More than that, I realized that affirming, loving friends and family are priceless. I know that people love me no matter my weight or size of my jeans, they love me for who I am and the talents and abilities I have been given. It is hard to admit that, even after 1 ½ years of embracing the new me. However, those days of calorie counting and running for hours will always haunt me and entice me back into negative thinking.

Balance is all about not too much and not too little. We have to remember that includes both ends of the spectrum. You won’t find me sitting around eating junk food and forgetting to exercise, but luckily, you won’t find me starving myself or running for 3 hours every day either.
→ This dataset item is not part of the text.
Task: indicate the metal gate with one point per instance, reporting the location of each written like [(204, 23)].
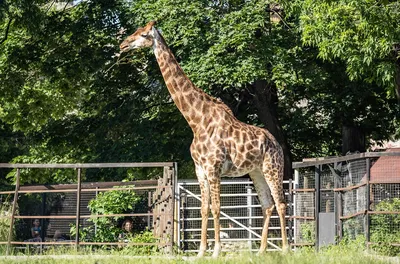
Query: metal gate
[(241, 217)]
Being healthy is about finding that sweet spot. Nowadays, you’ll find me running 2-3 times a week, anywhere from 3-10 miles. I love the sport and it keeps me healthy. I weigh just shy of 120lbs, am full of energy, and love finding new recipes to bake and to try. I hope that my story encourages you to be healthy, but cautious to not to overdo it. Set reasonable goals and surround yourself with encouraging people. Also, take time to figure out what you value in life. I am running a half-marathon with my father-in-law on October 6th and our plan is run slow, steady, and to enjoy the process, what could be a better goal than that?